In [0]:
%mdIn PySpark, createGlobalTempView() lets you register a DataFrame as a global temporary view that can be accessed across multiple SparkSessions within the same Spark application.

By default, these views are stored in the global_temp database.

In [0]:
data = [
    (1, "Alice", 25, "HR"),
    (2, "Bob", 30, "IT"),
    (3, "Cathy", 28, "Finance"),
    (4, "David", 35, "IT"),
    (5, "Eva", 40, "HR")
]

columns = ["id", "name", "age", "department"]

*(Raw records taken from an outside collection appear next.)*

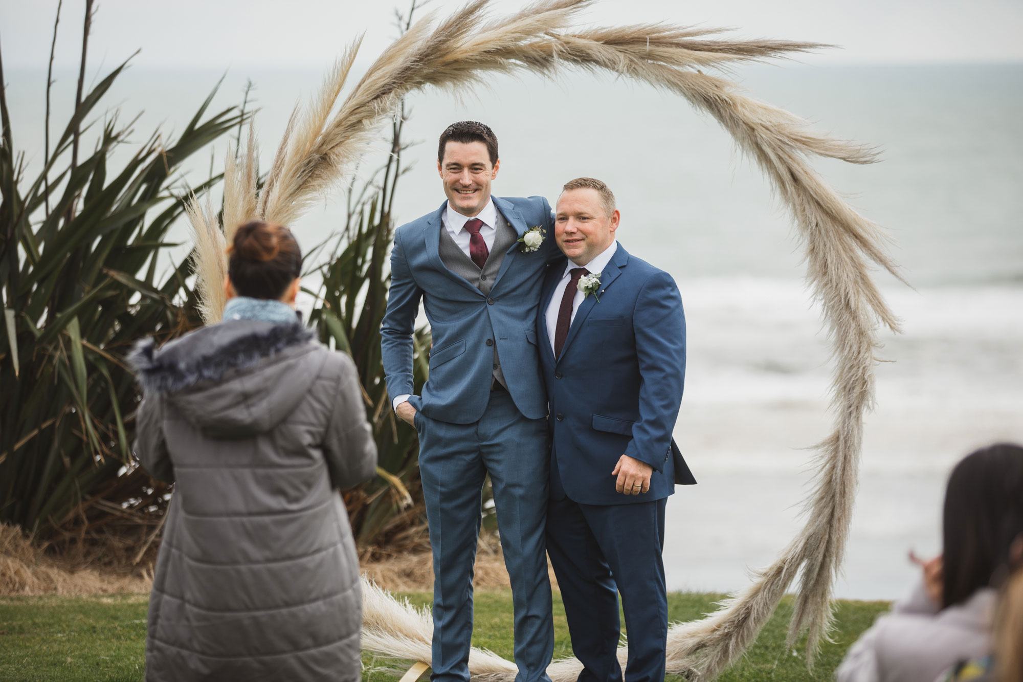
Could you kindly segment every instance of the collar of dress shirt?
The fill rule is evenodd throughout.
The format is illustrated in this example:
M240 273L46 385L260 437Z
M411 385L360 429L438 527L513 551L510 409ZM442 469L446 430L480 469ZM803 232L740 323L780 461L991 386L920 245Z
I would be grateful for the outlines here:
M562 273L562 279L568 275L569 270L572 270L576 267L585 267L587 270L589 270L590 274L596 274L597 272L603 272L604 268L607 267L608 263L611 262L611 257L615 255L616 251L618 251L618 240L615 240L614 242L611 243L611 246L609 246L607 249L593 256L593 259L590 260L585 265L576 265L570 260L569 262L565 263L565 272Z
M477 213L475 218L479 218L488 227L497 226L497 207L494 206L493 197L487 202L487 205L483 207L483 210ZM465 223L472 218L468 215L462 215L458 213L453 208L451 208L451 203L448 202L447 209L444 212L444 224L452 233L457 235L462 229L465 228Z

df = spark.createDataFrame(data, columns)

df.display()

id,name,age,department
1,Alice,25,HR
2,Bob,30,IT
3,Cathy,28,Finance
4,David,35,IT
5,Eva,40,HR


In [0]:
# Create a global temporary view
df.createGlobalTempView("employees_global")
#⚡ Note: Global views are always created inside the global_temp database.


In [0]:
# Must prefix with global_temp
result = spark.sql("SELECT name, department FROM global_temp.employees_global")
result.display()


name,department
Alice,HR
Bob,IT
Cathy,Finance
David,IT
Eva,HR


In [0]:
# Create a new Spark session
new_spark = spark.newSession()

# Query using the new session
result2 = new_spark.sql("SELECT department, COUNT(*) as emp_count FROM global_temp.employees_global GROUP BY department")
result2.display()


department,emp_count
HR,2
IT,2
Finance,1


### ✅ Key Points

createTempView() → session-scoped (only in the current SparkSession).

createGlobalTempView() → application-scoped (accessible across SparkSessions in the same app).

Always query with global_temp.<view_name>.